Google Groups no longer supports new Usenet posts or subscriptions. Historical content remains viewable.
Dismiss

[PATCH] x86: add workaround monitor bug

81 views
Skip to first unread message

Jacob Pan

unread,
Jul 6, 2016, 1:03:46 PM7/6/16
to LKML, Peter Zijlstra, Ingo Molnar, H. Peter Anvin, X86 Kernel, Arjan van de Ven, Len Brown, Jacob Pan
From: Peter Zijlstra <pet...@infradead.org>

Monitored cached line may not wake up from mwait on certain
Goldmont based CPUs. This patch will avoid calling
current_set_polling_and_test() and thereby not set the TIF_ flag.
The result is that we'll always send IPIs for wakeups.

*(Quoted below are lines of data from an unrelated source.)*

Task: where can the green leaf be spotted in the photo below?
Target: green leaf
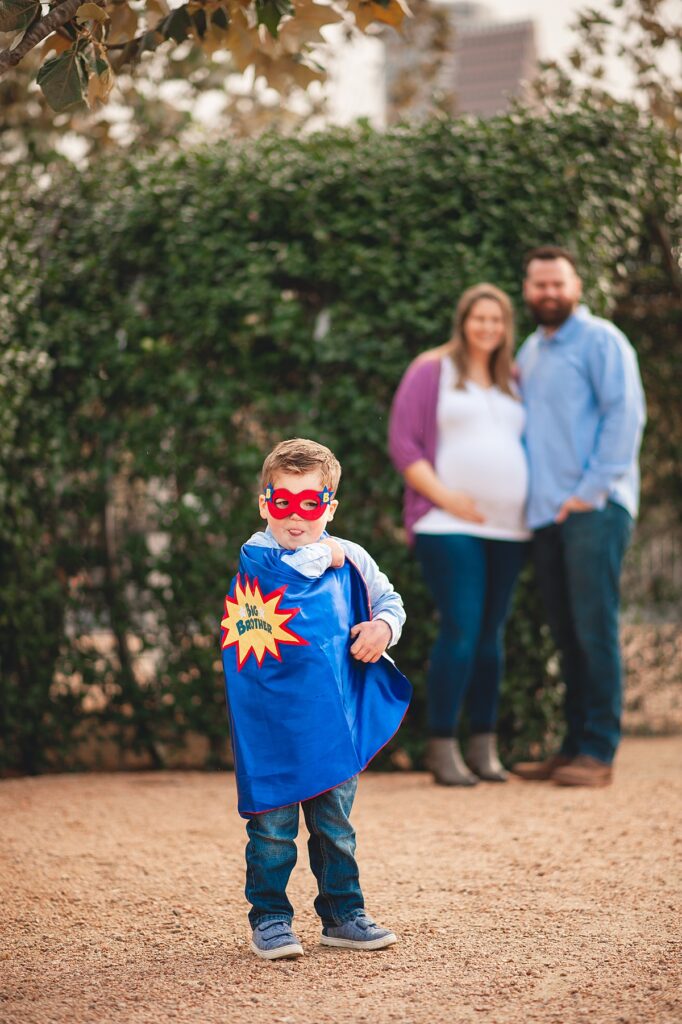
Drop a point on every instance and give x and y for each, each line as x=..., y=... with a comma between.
x=176, y=26
x=270, y=12
x=64, y=80
x=16, y=14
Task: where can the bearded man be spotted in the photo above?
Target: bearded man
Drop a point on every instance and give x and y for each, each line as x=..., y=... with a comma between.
x=586, y=413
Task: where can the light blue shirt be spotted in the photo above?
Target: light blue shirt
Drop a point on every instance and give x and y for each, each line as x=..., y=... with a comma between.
x=585, y=416
x=313, y=559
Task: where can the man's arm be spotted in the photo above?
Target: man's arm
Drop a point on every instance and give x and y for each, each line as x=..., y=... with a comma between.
x=621, y=398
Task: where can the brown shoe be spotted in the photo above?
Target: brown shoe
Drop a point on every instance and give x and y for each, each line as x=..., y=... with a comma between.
x=584, y=770
x=541, y=771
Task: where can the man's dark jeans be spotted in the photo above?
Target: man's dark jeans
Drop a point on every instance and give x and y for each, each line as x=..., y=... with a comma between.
x=578, y=565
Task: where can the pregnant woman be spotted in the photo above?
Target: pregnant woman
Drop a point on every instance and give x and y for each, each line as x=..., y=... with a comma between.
x=456, y=437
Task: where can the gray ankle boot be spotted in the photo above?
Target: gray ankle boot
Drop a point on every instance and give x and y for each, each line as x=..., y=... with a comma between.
x=445, y=763
x=482, y=758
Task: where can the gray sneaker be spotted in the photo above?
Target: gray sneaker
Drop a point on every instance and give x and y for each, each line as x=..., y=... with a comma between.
x=358, y=933
x=274, y=940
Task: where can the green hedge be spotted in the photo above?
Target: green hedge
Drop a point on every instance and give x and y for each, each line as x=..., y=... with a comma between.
x=166, y=320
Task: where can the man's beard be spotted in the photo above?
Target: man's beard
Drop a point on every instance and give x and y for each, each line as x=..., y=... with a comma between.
x=551, y=313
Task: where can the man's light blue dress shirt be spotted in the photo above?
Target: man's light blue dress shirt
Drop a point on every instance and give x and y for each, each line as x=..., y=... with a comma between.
x=585, y=416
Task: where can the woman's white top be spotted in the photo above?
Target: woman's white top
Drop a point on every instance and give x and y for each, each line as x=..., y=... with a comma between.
x=479, y=453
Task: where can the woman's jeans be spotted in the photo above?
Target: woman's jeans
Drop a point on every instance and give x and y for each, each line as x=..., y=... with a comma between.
x=472, y=581
x=578, y=565
x=270, y=855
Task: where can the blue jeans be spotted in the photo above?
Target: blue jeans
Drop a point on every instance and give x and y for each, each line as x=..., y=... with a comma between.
x=578, y=564
x=472, y=582
x=270, y=855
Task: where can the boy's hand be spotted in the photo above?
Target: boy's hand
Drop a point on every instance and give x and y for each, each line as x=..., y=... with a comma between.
x=338, y=557
x=372, y=640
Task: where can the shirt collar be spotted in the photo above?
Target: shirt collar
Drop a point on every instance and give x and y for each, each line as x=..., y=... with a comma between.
x=568, y=328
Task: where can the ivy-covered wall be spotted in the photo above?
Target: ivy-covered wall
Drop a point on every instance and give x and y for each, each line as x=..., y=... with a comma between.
x=165, y=321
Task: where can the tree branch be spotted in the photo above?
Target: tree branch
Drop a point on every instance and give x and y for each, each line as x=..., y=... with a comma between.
x=56, y=17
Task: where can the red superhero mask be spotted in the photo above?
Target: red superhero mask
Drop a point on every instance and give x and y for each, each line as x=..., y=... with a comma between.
x=307, y=504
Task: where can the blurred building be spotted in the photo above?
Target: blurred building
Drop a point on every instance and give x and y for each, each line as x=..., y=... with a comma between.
x=457, y=57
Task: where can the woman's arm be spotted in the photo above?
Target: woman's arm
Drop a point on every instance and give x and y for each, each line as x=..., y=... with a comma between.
x=422, y=476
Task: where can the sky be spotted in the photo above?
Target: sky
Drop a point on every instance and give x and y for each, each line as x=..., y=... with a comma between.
x=356, y=88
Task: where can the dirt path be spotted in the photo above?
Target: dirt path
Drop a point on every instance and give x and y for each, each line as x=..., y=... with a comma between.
x=122, y=903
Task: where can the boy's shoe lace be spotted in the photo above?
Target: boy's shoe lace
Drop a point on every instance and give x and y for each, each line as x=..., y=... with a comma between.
x=275, y=940
x=358, y=933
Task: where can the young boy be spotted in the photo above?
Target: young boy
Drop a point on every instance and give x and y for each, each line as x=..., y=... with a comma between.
x=310, y=697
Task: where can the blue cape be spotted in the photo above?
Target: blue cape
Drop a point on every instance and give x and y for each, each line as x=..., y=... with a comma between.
x=305, y=716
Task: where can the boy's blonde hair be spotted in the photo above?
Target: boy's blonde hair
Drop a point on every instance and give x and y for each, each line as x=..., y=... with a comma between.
x=299, y=455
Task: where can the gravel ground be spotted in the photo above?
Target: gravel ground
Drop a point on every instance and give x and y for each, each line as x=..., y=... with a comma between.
x=122, y=901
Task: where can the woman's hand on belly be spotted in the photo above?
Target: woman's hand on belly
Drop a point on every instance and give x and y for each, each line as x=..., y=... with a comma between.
x=462, y=506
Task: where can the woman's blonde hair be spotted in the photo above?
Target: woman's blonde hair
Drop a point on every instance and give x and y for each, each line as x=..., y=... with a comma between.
x=501, y=359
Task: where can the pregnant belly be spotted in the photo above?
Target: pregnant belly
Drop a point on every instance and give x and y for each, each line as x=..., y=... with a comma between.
x=494, y=474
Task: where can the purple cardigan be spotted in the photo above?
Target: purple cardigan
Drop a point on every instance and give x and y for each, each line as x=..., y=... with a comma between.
x=412, y=429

Signed-off-by: Peter Zijlstra <pet...@infradead.org>
Signed-off-by: Jacob Pan <jacob....@linux.intel.com>
---
arch/x86/include/asm/cpufeatures.h | 1 +
arch/x86/include/asm/mwait.h | 2 +-
arch/x86/kernel/cpu/intel.c | 5 +++++
arch/x86/kernel/process.c | 2 +-
4 files changed, 8 insertions(+), 2 deletions(-)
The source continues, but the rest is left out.